Le prolifique scénariste danois Anders Thomas Jensen est responsable
de Mifune et The King Is Alive, deux des quatre premiers
films du fameux mouvement Dogme 95, lancé par Lars Von Triers
et Thomas Vinterberg en réponse à une certaine tendance
artificielle du cinéma actuel. Pour son cinquième film
à titre de réalisateur, Thomas Jensen se vautre, sans
aucune pitié pour la santé mentale du public, dans l'humour
noir le plus sordide qui soit. Morbide à souhait, The Green
Butchers déstabilise par son traitement pince-sans-rire
et froid d'une histoire tout bonnement mortifiante. Entre la fable d'horreur
et la comédie insolite, The Green Butchers s'amuse à
créer l'inconfort.
Au-delà de l'éthique douteuse de nos deux marchands, c'est
surtout la relative normalité avec laquelle Anders Thomas Jensen
filme leurs agissements qui confère au film son atmosphère
glaciale.

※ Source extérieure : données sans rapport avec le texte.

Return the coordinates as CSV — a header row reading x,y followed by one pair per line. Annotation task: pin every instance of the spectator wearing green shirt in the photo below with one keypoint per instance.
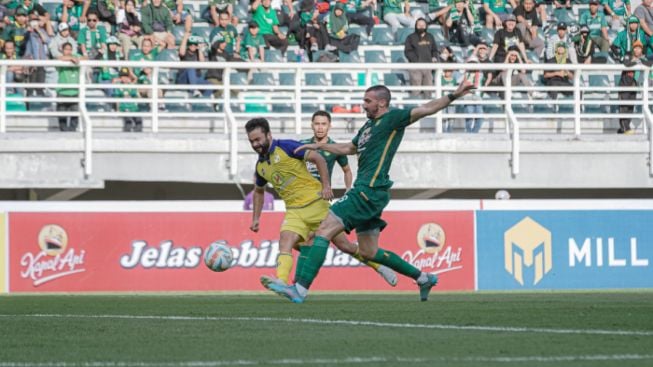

Jouant sur des teintes désincarnées et maladives
de verts et de bleus, la direction photo délavée de Sebastian
Blenkov fait preuve d'une propreté clinique accentuant la cruauté
inhumaine des événements. Avec son faciès inquiétant
et torturé rappelant vaguement celui de Christopher Walken, l'acteur
Mads Mekkelsen ajoute lui aussi à l'aura inquiétante de
l'ensemble.
Mais si les volets humour et horreur de l'équation fonctionnent
de pair avec une aisance remarquable, il n'en va pas de même pour
le drame familial nourrissant le personnage de Bjarne. Le traitement
simpliste de sa relation avec son frère déficient laisse
à désirer et détourne notre attention de la fable
surréaliste se tramant dans l'arrière-boutique de la boucherie.
Le cynisme carnassier de Thomas Jensen est plus convaincant que ses
tentatives d'être touchant. En ce sens, ses personnages s'avèrent
plus intéressants en tant que caricatures qu'en tant que créatures
psychologiques incarnées. Svend est plus amusant que Bjarne même
si nous sympathisons davantage avec ce dernier.
En guise de morale, cette petite comédie amorale glisse quelques
pointes cinglantes contre la mentalité capitaliste décadente.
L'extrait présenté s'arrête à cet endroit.